This repository contains code comparing the quadratic Wasserstein distance to the regular squared L^2 norm (crikit.integral_loss), where the quadratic Wasserstein distance is approximated with the sliced quadratic Wasserstein distance with 30 slices (crikit.SlicedWassersteinDistance). The problem is inferring the p-Stokes CR (from examples/p-stokes/p-stokes.py) where the learned CR is (line 324 of loss-experiment.py)
def cr_func(scalar_invts, theta):
a, p = theta[0], theta[1]
scale = a * (scalar_invts[1] + eps2) ** ((p - 2) / 2)
return jnp.array([0, scale])
where eps2 is a regularization constant and the true value of theta is [1.0, 1.2]. The mesh is a 5-by-5 unit square, and the problem is discretized with low-order Taylor-Hood elements (second-order in the velocity space and first-order in the pressure space). Optimization is done with L-BFGS-B with the following bounds for theta:
bounds = [array([0.9, 1.05]), array([1.05, 1.5])]

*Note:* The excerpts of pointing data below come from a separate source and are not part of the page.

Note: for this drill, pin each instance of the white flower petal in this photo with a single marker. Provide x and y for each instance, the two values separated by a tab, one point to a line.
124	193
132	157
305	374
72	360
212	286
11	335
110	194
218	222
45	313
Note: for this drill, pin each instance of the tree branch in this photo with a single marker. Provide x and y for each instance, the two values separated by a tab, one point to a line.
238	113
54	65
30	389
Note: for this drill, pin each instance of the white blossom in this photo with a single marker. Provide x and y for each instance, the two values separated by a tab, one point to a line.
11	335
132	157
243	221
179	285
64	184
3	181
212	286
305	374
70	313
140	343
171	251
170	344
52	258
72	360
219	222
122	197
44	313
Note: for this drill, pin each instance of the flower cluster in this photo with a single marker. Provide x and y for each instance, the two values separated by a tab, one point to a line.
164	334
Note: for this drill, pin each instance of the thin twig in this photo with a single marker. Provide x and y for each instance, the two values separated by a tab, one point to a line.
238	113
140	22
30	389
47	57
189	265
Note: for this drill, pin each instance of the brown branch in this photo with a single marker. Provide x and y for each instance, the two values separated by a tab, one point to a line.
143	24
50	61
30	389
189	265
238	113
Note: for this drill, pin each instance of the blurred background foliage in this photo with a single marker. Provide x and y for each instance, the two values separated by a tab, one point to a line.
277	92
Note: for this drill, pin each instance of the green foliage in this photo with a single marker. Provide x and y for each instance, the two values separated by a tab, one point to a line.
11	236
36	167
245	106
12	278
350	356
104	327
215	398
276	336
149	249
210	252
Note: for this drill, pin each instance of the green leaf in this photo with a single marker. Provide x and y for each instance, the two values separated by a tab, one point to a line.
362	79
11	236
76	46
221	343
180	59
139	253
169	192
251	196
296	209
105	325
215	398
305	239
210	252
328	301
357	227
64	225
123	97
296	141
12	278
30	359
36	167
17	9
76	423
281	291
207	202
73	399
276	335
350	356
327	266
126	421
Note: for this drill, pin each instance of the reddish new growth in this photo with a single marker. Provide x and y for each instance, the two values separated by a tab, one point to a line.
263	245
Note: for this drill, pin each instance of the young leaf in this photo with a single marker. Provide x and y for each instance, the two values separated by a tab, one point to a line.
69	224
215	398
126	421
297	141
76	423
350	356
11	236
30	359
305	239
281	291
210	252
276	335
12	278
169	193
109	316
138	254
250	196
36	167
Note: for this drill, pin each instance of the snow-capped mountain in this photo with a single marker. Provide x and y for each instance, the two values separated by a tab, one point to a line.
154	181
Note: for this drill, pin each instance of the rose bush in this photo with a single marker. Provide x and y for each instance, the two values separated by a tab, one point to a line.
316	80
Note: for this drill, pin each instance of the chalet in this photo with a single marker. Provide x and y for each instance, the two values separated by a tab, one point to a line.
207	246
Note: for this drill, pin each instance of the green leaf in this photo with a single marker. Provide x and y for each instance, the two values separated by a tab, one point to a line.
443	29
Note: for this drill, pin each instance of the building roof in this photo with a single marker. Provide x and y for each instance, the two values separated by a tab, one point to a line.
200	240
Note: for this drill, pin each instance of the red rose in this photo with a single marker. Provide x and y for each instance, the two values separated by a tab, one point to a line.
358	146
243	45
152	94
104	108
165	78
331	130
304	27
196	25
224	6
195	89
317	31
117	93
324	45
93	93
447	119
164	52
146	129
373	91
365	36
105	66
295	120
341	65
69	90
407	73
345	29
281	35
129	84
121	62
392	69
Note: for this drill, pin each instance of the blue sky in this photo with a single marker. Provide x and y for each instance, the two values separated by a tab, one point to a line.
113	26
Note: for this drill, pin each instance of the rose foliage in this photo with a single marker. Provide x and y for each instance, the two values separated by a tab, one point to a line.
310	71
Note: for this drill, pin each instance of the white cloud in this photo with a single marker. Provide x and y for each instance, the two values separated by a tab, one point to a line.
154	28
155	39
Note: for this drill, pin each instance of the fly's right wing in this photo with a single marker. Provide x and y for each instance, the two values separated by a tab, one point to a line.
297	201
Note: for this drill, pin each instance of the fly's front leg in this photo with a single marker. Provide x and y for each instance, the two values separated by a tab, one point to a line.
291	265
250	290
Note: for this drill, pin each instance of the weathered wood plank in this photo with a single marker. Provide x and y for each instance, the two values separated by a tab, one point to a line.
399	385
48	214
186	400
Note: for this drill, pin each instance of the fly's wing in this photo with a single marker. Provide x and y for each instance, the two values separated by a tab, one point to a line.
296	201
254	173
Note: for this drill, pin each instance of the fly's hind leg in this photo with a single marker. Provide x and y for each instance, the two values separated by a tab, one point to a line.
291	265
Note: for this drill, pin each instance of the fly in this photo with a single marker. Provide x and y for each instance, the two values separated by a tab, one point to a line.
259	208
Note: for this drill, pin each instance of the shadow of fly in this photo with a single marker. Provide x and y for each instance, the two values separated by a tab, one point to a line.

using the same 30 random seeds for each loss function and standard deviation (so all generated random numbers are exactly the same across loss functions in each iteration of the experiment). The noise model is additive, mean-zero, i.i.d. Normal distributions (crikit.AdditiveRandomFunction), and observations are taken on the outflow boundary with crikit.SubdomainObserver. You can generate the plots from this experiment (which were used in Zane Jakobs's MS thesis) with make-plots.sh. The experiment requires considerable computational resources to fully replicate all of the data in the data directory (given that it requires 60 optimizations per standard deviation), so we recommend generating the plots first and choosing one or a few standard deviations of interest and trying those.